When the opposition Liberals raised the document in the legislature during question period, the health minister responded with general statements on health care during the twin crises of the pandemic and overdose deaths. He addressed the issue more directly later.

“You can look at information partially or a portion of the visits as they were working on the mockup of the dashboard, I gather, and did that,” said Adrian Dix when asked by CTV News. “The reality is there are a lot of visits to Urgent and Primary Care Centres."

The ministry staffer who reached out late in the afternoon said that early last month the ministry “in good faith reached out to (its) partners to show them a mock-up of a UPCC dashboard.”

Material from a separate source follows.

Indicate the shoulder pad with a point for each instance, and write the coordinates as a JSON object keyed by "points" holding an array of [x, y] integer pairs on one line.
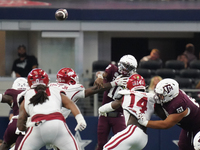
{"points": [[124, 92], [76, 86]]}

“In communicating internally, we made it very clear that we were giving a template, an indication of how data will be reported transparently going forward, not a finalized report,” the spokesperson said.

QUESTIONS REMAIN

One of the province’s experts in health-care systems raised questions about the validity of the data when CTV News presented her with the document, pointing out government should be proactively releasing that kind of information.

“Ultimately, these UPCCs represent a huge investment (of) public dollars at a time when access to family physicians is really a huge and ongoing challenge, and that merits rigorous evaluation and it merits data transparency,” said Lindsay Hedden, an assistant professor at Simon Fraser University’s Faculty of Health Sciences.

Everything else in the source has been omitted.